Devlet Bahçeli: Teklifimde ısrarlıyım

ABONE OL

MHP Lideri Devlet Bahçeli, Öcalan çağrısını yineledi: "Sözümün arkasındayım ve teklifimde ısrarlıyım"

MHP Genel Başkanı Devlet Bahçeli, partisinin grup toplantısında konuşuyor: "Türkiye Cumhuriyeti'nin yüz yılı geride kalmış yeni bir yüz yıla girilmiştir. Tecrübelerimiz ışığında cumhuriyetin yeni yüzyılını heba etmemek için çalışmakta kararlılıktayız.

"Hiçbir soruya kolay cevaplar aramıyoruz. Kolaycı yaklaşım içinde koşmuyoruz. Her şeyden önce Türkiye demekten asla vazgeçmiyoruz. Günübirlik siyasi hesaplarda değiliz. Bizim için milletin huzuru refahı her şeyden önce gelmekte. Milletin desteği olmadan hiçbir siyasi hesap başarıya ulaşamaz. En büyük arzumuz milletimizi layık olduğu açıdan temsil edebilmek, gelişmişlik seviyesine çıkarmaktır.

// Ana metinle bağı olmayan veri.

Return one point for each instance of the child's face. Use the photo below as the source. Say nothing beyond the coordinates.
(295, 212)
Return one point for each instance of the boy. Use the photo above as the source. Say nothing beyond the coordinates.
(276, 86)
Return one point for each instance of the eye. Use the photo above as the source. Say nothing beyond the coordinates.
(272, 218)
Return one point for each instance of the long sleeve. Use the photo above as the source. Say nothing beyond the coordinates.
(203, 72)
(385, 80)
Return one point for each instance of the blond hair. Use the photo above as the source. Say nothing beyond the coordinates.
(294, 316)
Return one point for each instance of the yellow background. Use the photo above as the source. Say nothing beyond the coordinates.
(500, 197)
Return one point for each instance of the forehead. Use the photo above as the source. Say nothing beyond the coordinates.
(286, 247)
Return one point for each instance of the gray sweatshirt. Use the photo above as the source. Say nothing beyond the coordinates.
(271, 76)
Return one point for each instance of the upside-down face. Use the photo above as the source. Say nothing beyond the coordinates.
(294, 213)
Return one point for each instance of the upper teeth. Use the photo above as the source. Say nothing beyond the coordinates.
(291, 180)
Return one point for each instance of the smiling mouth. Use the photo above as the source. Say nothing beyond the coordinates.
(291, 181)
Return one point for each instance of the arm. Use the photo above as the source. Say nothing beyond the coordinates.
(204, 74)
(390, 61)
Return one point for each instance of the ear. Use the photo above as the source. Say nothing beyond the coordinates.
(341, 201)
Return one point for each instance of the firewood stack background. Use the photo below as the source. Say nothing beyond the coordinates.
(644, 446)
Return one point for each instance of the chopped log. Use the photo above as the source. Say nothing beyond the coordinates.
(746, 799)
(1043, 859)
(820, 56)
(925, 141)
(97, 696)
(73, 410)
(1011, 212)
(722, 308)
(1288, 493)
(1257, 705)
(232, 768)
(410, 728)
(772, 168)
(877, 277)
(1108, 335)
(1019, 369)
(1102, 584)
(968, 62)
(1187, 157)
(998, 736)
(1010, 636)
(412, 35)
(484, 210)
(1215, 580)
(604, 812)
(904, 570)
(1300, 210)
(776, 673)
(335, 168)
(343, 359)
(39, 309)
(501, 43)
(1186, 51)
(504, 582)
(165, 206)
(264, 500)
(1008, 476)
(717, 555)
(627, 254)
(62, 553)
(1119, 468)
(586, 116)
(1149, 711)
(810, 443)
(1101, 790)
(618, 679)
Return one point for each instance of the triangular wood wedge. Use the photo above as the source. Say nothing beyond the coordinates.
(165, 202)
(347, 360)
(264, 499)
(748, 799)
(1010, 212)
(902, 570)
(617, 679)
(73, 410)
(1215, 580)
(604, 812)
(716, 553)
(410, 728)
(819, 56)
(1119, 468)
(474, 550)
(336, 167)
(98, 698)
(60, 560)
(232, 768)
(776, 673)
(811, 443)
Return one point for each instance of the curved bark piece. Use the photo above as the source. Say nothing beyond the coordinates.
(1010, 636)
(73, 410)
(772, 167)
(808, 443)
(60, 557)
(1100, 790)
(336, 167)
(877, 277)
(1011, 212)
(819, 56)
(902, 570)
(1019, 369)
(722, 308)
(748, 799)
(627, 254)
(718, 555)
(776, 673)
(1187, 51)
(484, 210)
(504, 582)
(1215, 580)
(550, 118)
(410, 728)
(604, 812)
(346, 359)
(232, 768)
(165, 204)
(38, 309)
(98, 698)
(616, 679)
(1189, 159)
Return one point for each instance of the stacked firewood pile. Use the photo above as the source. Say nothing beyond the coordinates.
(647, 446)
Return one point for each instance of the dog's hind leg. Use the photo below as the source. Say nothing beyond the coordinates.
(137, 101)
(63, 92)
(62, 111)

"Bazı siyasi fosiller gibi günlük ve güdük söylemlere kapılıp karanlık lobilerin eline düşemeyiz. Geçeceği köprüyü yıkanlara, kavak ağacında balina arayanlara benzeyemeyiz. Biz MHP'yiz. Biz Cumhur ile cumhuriyeti kaynaştıran, geçmiş ile geleceği kaynaştıran Cumhur İttifakı'yız. Yolculuğumuz Birlikte Hilal'e Doğru'dur.

"Önemli olan akıl sahibi olmak değil aklın doğru zamanda ve doğru yerde kullanılmasıdır. Akıl hazır olmayınca gözün görmesi mümkün değildir. Ortak aklı çalıştıramamış ortak payda kuramamış ortak bir geleceğin rotasına girememiş toplumların mukadder bir neticedir.

“Lütfen dikkat buyurunuz hepimiz diyorum milletin hiçbir ferdini anasının dili kökeni ve yöresi ne olursa olsun hiç kimseyi ayırmıyor ayrıştırmıyor ve öteki görmüyorum. 185 yıl içinde 6 dönüm noktasının varlığı herkesçe az çok malumdur. Türkiye cumhuriyetinin 100 yıllık mazisinde de 3 stratejik evre bulunmaktadır; tek parti dönemi, çok partili hayat, cumhurbaşkanlığı hükümet sistemidir. 29 Ekim 2023’ten 2123’e kadar geçecek olan önümüzdeki 100 yıllık zaman diliminde ise altı çizilmesi gereken tarihi eşikleri şu başlıklar altında toplayabiliriz; ilk olarak 2053 İstanbul fethinin yıl dönümüdür, hedefimiz bu tarihte süper güç Türkiye’nin tezahür etmesidir. İkincisi Malazgirt zaferinin yıl dönümünde Türk İslam coğrafyasında birliğin ve beraberliğin sınırlarından taşarak pınarlaşmasıdır.

"Milli beraberlik ve kardeşlik mirasını yağmalamak için kuyruğa girenlere göz yummak akıl karı mıdır? Çekildiğimiz tüm coğrafyalar çatışmalarla boğuşurken içimizi karıştırmaya niyet eden iç ve dış ihanetin çıban başlarını nasıl yok sayalım? Basiretimiz bağlandı mı diyelim? Duymadık görmedik bahanelerini mi sıralayalım.  Türk’ü Kürt’e, Kürt’ü Türk’e kırdırmaya milleti etnik kabilelere ayırmaya, Anadolu’yu mozaik cehennemine dönüştürmek için  fırsat kollayan alçaklara sesimiz çıkmasın mı? Bağımsızlığımızın çiğnenmesine tepkisiz mi kalalım. Gözünü kulağını yarın yapılacak ABD seçimlerine devirenler acaba nasıl çıkar devşiririz çetelesi tutanlara, Türk milletinin ve Türk devletinin hakimiyet sınırlarını gevşetmek için pusuya yatanlar unutmasınlar ki en büyük gücümüz çelik gibi sağlam milli birliğimizdir, bu birliği yıkış geçmeyi amaçlayanın sonu da yalnızca mezarlıktır.

"Sözümün arkasındayım ve teklifimde ısrarlıyım. Tabular kalktıkça ezberler bozuldukça insanlar birbirine dürüst davrandıkça içlerinden geçeni özgürce söyledikçe bir anlaşma ve mutabakat noktasından diğerine küçük adımlarala ilerlemek daha kolaydır."